Ich rieb mir die Augen und setzte mich auf. Sam packte chinesische Fastfood-Boxen aus. Glasnudeln zum Frühstück. Das konnte heiter werden.

„Schlafmütze! Ich war schon kräftig Schadensbegrenzung betreiben. Ich hab schon eine Blume gekauft und zu Valerie gebracht. Der Blumenhändler war voll nett. Hat mir die Bedeutung der Blumen gesagt. Ich hab mich für Goldlack entschieden. Das heißt, ich sehne mich nach dir. Also nach Valerie. Dann war ich bei Sara. Ich hab ihr erklärt, dass das alles meine Schuld sei. Aber ich glaube, sie is jetz einfach nur zusätzlich sauer auf mich."

Er sah sich die Essstäbchen an, dann holte er aus der Küche zwei Gabeln.

„Komm, das Essen wird kalt."

Schweigend aßen wir die Nudeln.

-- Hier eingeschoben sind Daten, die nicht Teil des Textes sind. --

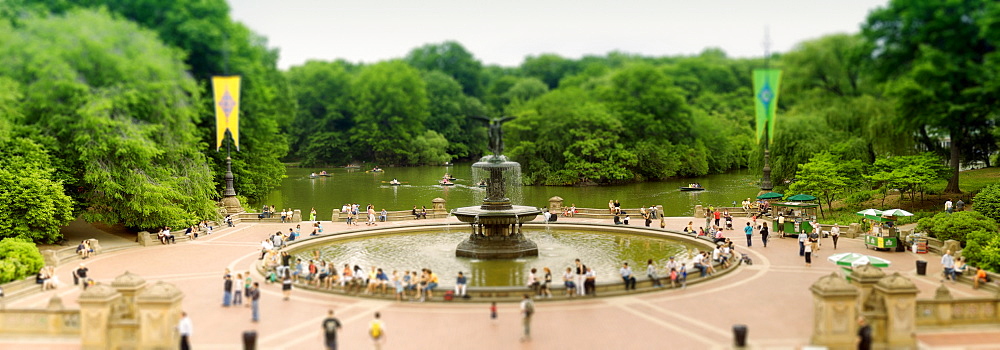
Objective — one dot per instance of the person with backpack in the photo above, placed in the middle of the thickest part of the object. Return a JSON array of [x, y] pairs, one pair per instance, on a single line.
[[376, 330], [527, 310]]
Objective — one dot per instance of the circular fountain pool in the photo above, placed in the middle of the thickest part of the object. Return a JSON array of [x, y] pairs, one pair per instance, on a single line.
[[433, 247]]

Es gab Zeiten, da hatte ich mich nur von Fast Food ernährt. Doch nun, nachdem ich fast zwei Wochen von Selbstgekochtem gelebt hatte, merkte ich den Unterschied. Ich bot Sam an, das Abendessen zu kochen.

„Der Herd is kaputt."

„Seit wann?"

„Seit fast nem Jahr."

„Warum lässt du ihn nicht reparieren?"

„Weil ich ihn sowieso nich benutze."

Damit war das Thema erledigt. Es gab Momente, in denen ich mich über Sam aufregen konnte, und dieser gehörte eindeutig dazu. Doch ich war nicht in der Position, mich nun aufzuregen. So schwiegen wir uns an. Sam wartete, bis ich mit dem Essen fertig war, und warf dann beide Kartons in den Müll.

„Was machst du heute?"

„Ich muss Karten bei ebay und meinem Onlinestore einstellen."

„Die, die du mit meinem Geld gekauft hast?"

„Nein, die sind hier noch zu unbekannt. Aber weißt du, es gibt ja immer Karten, die sehr selten sind. Deswegen öffne ich ab und an ein paar Päckchen und suche dann die wertvollsten heraus. Und diese stelle ich dann einzeln ins Netz."

„Sammelst du auch?"

„Dafür habe ich keine Zeit. Dann müsste ich mich noch mehr damit beschäftigen, aber ich kann mich nicht auf eine Art von Karten spezialisieren, ich muss ja von allem ein bisschen Ahnung haben. Ich kenne die wichtigsten Karten jedes Spiels, aber mehr auch nicht. Verstehst du?"

Ja, ich verstand.

„Gut. Und was machst du heute?"

Diesen Satz hatte ich oft von Linda gehört, wenn sie mit ihrem Hosenanzug in der Küche stand, die Zeitung in der einen und den Kaffee in der anderen Hand. Sie regte sich oft über das Format der Zeitung auf. Wer kam auf die Idee, eine Zeitung so groß zu machen? Sobald mehr als eine Person am Esstisch saß, konnte man die Zeitung nicht richtig auffalten. Sie sagte mir einmal, nach dem Studium musste sie sich entweder für Kinder oder für die tägliche Zeitung entscheiden. Denn beides zusammen hat an einem Tisch keinen Platz. Sie hatte sich für die Zeitung entschieden. Ich auch.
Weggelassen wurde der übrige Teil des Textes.